Philpax 259 days ago [-]

Sounds like what's described in Manna: https://marshallbrain.com/manna1

sho_hn 259 days ago [-]

Dunno, I would not want to bleed my mental faculties for doing even simple planning work like this by outsourcing it to AI. Reliance on crutches like this would seem like a pathway to early-onset dementia.

meowkit 259 days ago [-]

Already playing out, anecdotally to my experience.

Its similar to losing callouses on our hands if you don’t labor/go to the gym.

mistercheph 259 days ago [-]

[flagged]

RedNifre 259 days ago [-]

I fully agree, building something like this is somewhere in my back log.

I think the key point why this "reverse cyborg" idea is not as dystopian as, say, being a worker drone in a large warehouse where the AI does not let you go to the toilet is that the AI is under your own control, so you decide on the high level goal "sort the stuff away", the AI does the intermediate planning and you do the execution.
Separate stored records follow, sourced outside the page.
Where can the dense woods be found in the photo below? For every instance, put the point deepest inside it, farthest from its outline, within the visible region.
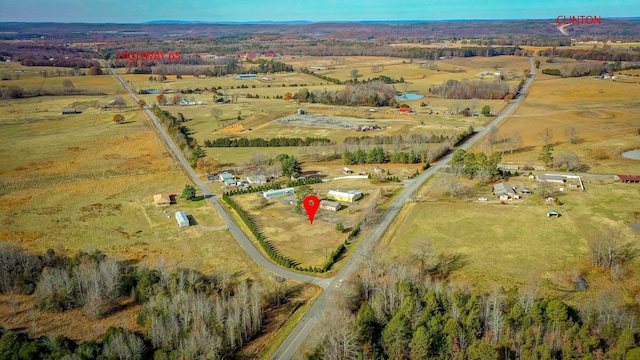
(185, 314)
(395, 311)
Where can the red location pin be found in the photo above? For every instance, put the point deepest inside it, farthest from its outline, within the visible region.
(311, 204)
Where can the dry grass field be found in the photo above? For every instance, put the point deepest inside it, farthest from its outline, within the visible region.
(310, 244)
(516, 243)
(604, 114)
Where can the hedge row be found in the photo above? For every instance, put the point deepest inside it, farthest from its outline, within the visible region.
(266, 245)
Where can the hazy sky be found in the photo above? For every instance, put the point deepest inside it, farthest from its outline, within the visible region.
(135, 11)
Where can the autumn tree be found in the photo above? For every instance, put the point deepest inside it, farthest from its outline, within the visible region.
(118, 118)
(216, 112)
(67, 85)
(95, 70)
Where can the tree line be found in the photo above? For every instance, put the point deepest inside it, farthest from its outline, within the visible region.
(470, 89)
(261, 142)
(375, 93)
(407, 310)
(184, 314)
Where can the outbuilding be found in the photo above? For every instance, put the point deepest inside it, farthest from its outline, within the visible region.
(183, 220)
(162, 199)
(270, 194)
(330, 205)
(344, 196)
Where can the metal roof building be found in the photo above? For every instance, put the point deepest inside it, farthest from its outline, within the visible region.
(183, 220)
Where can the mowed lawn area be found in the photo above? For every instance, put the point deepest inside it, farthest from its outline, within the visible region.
(82, 182)
(517, 243)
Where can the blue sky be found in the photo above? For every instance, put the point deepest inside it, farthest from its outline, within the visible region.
(134, 11)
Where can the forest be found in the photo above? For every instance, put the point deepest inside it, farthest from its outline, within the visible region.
(184, 314)
(411, 311)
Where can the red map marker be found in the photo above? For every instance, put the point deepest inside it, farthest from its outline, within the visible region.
(311, 204)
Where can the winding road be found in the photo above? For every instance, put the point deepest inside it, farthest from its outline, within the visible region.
(313, 316)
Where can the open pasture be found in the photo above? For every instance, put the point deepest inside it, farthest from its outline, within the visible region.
(517, 243)
(604, 114)
(295, 237)
(82, 182)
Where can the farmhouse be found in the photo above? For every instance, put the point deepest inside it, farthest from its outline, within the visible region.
(330, 205)
(183, 220)
(270, 194)
(551, 178)
(344, 196)
(551, 213)
(247, 76)
(257, 179)
(505, 191)
(162, 199)
(628, 178)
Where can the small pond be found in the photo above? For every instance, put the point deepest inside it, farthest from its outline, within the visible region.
(409, 96)
(632, 154)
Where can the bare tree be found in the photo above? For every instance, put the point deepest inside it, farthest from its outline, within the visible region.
(547, 136)
(571, 134)
(216, 112)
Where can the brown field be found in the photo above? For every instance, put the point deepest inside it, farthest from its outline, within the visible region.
(310, 244)
(604, 113)
(516, 243)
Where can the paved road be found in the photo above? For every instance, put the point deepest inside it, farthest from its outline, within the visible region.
(242, 239)
(313, 316)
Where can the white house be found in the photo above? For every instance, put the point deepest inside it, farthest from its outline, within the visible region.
(183, 220)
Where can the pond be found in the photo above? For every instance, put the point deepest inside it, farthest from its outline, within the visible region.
(409, 96)
(632, 154)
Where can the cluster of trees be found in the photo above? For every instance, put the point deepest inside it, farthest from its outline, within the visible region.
(184, 314)
(377, 155)
(16, 92)
(604, 54)
(469, 89)
(179, 133)
(266, 245)
(394, 311)
(477, 165)
(261, 142)
(375, 93)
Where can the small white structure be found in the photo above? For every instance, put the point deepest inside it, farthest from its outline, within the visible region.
(344, 196)
(330, 205)
(183, 220)
(257, 179)
(270, 194)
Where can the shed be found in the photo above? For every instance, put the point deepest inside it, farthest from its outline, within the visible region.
(257, 179)
(551, 213)
(330, 205)
(183, 220)
(162, 199)
(505, 191)
(270, 194)
(344, 196)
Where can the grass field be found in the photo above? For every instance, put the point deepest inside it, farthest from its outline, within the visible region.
(310, 244)
(517, 243)
(604, 114)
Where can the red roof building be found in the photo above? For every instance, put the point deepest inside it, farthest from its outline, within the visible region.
(629, 178)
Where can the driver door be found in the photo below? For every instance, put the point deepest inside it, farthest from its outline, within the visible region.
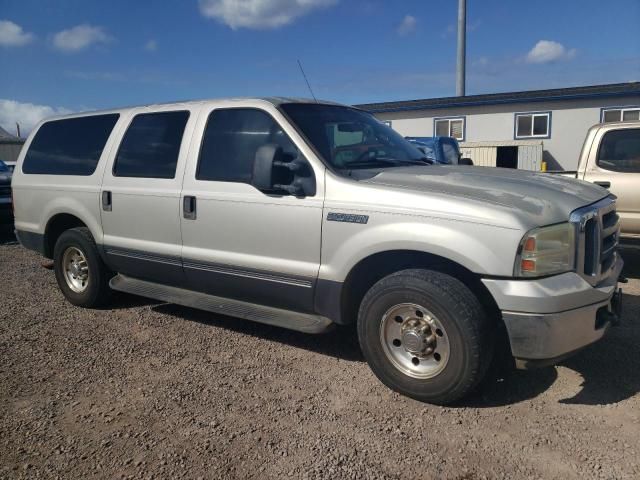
(238, 242)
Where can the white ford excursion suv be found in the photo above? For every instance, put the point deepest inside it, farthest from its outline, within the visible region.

We already have systems like that, every time you use you tell your navi where you want to go, it plans the route and gives you primitive commands like "on the next intersection, turn right", so why not have those for cooking, doing the laundry, etc.?

Heck, even a paper calendar is already kinda this, as in separating the planning phase from the execution phase.

Jarwain 259 days ago [-]

I'm quite slowly working on something like this, but for time.
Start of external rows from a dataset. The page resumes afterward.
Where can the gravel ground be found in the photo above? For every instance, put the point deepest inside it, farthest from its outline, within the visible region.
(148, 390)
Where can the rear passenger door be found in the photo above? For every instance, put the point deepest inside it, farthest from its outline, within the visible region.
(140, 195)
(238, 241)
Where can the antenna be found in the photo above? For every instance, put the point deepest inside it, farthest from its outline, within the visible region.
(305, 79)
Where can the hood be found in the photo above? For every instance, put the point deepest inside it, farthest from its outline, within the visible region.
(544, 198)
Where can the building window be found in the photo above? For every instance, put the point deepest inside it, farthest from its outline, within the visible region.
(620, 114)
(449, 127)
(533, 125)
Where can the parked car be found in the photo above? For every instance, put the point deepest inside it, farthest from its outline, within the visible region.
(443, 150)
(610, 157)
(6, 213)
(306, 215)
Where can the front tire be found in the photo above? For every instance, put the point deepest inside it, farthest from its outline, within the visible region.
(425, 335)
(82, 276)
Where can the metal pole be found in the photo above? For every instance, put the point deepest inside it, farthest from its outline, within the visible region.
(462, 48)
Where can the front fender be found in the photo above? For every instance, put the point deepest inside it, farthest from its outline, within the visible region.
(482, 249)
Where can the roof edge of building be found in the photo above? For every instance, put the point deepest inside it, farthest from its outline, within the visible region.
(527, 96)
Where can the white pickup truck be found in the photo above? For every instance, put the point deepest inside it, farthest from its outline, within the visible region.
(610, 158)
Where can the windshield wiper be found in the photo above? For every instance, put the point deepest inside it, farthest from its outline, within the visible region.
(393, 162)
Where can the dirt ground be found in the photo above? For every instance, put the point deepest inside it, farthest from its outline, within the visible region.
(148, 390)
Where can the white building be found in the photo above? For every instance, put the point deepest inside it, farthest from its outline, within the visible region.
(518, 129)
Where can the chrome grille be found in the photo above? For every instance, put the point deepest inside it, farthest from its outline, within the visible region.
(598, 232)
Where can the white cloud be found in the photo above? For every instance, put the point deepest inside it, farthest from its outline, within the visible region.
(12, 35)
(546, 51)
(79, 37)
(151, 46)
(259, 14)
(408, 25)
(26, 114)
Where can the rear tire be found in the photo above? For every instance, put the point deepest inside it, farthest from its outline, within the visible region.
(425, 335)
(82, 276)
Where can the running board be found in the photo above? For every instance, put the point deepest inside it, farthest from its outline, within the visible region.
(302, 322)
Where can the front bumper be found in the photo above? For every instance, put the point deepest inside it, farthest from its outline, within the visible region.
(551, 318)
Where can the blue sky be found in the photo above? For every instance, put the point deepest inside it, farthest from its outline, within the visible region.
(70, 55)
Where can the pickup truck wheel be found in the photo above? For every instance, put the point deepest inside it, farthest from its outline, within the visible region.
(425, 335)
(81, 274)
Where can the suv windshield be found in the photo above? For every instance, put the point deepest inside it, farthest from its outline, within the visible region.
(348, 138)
For "stuff" I think a bigger draw is having it so it can let me know "hey you already have 3 of those spices at locations x, y, and z, so don't get another" or "hey you won't be able to fit that in your freezer"

falcor84 259 days ago [-]

This is almost literally the first chapter in Marshall Brain's "Manna" [0], being the first step towards world-controlling AGI:

> Manna told employees what to do simply by talking to them. Employees each put on a headset when they punched in. Manna had a voice synthesizer, and with its synthesized voice Manna told everyone exactly what to do through their headsets. Constantly. Manna micro-managed minimum wage employees to create perfect performance.

[0] https://marshallbrain.com/manna1

__MatrixMan__ 259 days ago [-]

I imagine a something like a headlamp except it's a projector and a camera so it can just light up where it wants you to pick something up in one color or where it wants you to put it down in another color. It can learn from what it sees of my hands how the eventual robot should handle the space (e.g. not putting heavy things on top of fragile things and such).
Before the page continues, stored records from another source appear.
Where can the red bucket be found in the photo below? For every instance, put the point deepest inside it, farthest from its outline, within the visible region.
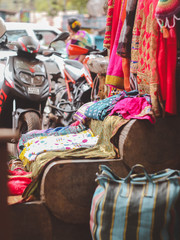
(77, 50)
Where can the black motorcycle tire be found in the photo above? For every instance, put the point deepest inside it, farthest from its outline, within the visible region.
(29, 121)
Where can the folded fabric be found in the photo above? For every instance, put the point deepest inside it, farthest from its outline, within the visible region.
(39, 145)
(137, 107)
(51, 132)
(18, 180)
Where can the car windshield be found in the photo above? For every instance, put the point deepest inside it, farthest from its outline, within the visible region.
(45, 36)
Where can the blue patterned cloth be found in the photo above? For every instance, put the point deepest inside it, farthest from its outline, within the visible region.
(102, 108)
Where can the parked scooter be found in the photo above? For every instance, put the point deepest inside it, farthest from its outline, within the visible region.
(24, 86)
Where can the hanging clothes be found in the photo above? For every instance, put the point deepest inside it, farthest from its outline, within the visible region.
(144, 52)
(115, 76)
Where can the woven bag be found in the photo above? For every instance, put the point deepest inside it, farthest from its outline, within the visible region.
(138, 207)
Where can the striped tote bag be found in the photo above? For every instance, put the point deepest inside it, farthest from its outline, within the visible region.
(138, 207)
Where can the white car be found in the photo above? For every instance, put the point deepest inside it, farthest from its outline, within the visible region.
(44, 33)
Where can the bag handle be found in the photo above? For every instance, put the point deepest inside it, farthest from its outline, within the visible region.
(125, 188)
I'd totally use that to clean my garage so that later I can ask it where the heck I put the thing or ask it if I already have something before I buy one...

lynx97 259 days ago [-]

A good AI fridge would be already a great starting point. With a checkin procedure that makes sure to actually know whats in the fridge. Complete with expiry tracking and recipe suggestions based on personal preferences combined with product expiry. I am totally unimpressed with almost everything I see in home automation these days, but I'd immediately buy the AI fridge if it really worked smoothly.

cactusplant7374 259 days ago [-]

Your solution sounds like the worst cognitive load for getting home from the grocery store and wanting it all to be over.

hooverd 259 days ago [-]

You already have one: a brain.

lucianbr 259 days ago [-]

You want to outsource thinking to a computer system and keep manual labor? You do you, but I want the opposite. I want to decide what goes where but have a robot actually put the stuff there.

TeMPOraL 259 days ago [-]

That's the problem, though - the computer is already better at thinking than you, but we still don't know how to make it good at arbitrary labor requiring a mix of precision and power, something humans find natural.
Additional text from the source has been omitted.